Every URL needs to be processed only once and kept in a 'visited' set or list to prevent reprocessing. The 'getUrls' function call, whether it is performed using Python's htmlParser.getUrls, JavaScript's htmlParser.getUrls or Java's htmlParser.getUrls, will involve parsing the webpage's HTML associated with the URL and would theoretically involve a time complexity of O(M) where M is the size of the webpage (e.g., in kilobytes, megabytes). However, in practice, as large parts of HTML are likely to be similar across different web pages of the same website, the parsing can be faster than O(M).

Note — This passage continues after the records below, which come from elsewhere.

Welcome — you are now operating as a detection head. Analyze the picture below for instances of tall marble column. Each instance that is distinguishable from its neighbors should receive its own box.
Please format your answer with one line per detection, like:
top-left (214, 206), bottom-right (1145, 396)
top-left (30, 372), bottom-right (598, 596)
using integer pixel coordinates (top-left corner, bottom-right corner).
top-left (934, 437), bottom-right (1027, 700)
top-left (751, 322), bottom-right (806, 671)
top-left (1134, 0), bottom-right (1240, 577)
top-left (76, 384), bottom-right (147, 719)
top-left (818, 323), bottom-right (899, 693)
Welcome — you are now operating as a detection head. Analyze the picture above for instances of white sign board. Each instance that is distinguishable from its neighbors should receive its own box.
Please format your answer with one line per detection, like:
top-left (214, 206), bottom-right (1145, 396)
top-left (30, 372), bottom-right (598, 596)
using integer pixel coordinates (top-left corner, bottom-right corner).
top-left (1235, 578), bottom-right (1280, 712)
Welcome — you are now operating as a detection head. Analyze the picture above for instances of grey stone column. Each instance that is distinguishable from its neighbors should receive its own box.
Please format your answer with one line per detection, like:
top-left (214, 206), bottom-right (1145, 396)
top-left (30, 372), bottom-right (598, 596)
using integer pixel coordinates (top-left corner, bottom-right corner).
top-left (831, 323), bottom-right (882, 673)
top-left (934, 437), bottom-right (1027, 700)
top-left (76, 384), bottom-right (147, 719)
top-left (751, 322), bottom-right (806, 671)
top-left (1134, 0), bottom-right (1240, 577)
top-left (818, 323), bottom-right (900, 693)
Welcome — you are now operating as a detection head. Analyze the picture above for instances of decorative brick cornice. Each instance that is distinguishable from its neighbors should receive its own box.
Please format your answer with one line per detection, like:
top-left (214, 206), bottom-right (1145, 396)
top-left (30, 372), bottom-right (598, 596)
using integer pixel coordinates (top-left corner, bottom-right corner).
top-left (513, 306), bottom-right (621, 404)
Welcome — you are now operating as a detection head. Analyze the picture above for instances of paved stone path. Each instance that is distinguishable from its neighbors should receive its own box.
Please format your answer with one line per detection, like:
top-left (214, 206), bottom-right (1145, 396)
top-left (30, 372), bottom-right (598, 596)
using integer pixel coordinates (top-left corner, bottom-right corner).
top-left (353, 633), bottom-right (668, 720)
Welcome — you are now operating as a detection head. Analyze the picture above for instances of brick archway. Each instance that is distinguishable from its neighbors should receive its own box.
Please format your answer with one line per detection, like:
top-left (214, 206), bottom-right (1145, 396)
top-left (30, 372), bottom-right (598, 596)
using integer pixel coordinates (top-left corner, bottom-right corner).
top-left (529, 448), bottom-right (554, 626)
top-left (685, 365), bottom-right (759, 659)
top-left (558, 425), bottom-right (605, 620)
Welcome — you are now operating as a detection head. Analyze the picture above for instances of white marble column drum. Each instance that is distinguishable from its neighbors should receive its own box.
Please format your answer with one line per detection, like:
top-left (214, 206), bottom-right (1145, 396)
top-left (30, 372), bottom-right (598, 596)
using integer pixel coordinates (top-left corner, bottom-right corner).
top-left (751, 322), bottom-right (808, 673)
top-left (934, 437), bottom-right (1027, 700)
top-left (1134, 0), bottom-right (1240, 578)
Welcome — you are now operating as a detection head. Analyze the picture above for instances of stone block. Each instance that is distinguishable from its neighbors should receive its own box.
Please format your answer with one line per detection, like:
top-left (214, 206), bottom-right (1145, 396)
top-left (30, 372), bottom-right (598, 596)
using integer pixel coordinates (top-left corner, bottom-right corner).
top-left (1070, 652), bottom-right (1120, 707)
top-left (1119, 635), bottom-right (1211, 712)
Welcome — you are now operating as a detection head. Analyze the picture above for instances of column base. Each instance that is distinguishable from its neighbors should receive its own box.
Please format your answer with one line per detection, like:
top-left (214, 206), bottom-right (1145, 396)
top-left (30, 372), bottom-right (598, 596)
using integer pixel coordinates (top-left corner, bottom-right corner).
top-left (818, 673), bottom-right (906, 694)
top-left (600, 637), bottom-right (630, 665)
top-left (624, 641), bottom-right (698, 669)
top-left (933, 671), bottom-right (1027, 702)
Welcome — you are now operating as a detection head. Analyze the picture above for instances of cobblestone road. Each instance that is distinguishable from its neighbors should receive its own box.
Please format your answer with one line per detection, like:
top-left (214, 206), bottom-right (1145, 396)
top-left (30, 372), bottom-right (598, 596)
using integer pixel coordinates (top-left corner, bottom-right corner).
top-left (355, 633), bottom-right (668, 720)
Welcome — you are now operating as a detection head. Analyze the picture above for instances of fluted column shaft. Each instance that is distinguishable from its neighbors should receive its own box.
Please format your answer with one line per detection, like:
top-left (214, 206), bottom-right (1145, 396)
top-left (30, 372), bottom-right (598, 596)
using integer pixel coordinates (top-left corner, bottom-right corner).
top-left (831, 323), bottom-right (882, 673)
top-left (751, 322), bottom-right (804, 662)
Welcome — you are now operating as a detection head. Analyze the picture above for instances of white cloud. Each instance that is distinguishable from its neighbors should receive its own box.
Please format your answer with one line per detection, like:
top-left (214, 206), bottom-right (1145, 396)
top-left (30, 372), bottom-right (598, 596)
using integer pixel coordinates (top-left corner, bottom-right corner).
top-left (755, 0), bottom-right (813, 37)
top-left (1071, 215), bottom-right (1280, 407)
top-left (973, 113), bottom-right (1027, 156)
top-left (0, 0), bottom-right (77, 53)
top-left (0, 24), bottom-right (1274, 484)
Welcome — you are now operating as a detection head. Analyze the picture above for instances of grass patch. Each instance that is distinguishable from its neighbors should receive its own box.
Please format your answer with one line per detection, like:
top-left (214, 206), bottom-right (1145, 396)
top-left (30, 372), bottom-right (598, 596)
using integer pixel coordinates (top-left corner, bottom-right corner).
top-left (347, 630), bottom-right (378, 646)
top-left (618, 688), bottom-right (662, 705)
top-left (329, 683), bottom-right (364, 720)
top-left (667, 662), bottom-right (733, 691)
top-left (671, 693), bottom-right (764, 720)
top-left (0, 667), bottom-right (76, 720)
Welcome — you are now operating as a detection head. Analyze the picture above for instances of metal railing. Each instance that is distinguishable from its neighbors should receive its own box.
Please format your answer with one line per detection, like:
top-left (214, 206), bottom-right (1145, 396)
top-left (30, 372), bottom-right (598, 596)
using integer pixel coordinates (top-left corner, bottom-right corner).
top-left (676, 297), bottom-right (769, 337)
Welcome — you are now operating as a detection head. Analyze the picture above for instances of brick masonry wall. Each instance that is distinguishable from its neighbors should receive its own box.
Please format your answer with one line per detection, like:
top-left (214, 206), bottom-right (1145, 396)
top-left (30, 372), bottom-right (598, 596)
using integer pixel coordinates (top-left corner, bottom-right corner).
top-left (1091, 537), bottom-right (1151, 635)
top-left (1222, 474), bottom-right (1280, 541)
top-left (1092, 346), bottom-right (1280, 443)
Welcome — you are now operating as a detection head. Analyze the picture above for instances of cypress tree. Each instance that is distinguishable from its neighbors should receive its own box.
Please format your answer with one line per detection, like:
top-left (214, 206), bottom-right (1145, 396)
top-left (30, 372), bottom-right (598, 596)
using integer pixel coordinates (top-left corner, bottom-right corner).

In any case, the time complexity, while proportional to N and M, does not involve any quadratic or exponential factors attributable to the algorithm itself. Depending on the specific use-case and requirements, it could be possible to optimize the web-page crawling even further by using concurrent requests to fetch multiple webpages at the same time, or by caching commonly found parts of the website's HTML structure to speed up the parsing. For a website having thousands or tens of thousands of linked URLs, these optimizations can reduce the runtime by a significant margin. However, be aware that such high request rates will likely be seen as an attack by the servers of the website being crawled, and could result in IP bans.
Always keep in mind the ethical aspects and terms of service use when building a web crawler. Respect the rules specified in the website's robots.txt file, and do not overload the servers with excessively high request rates.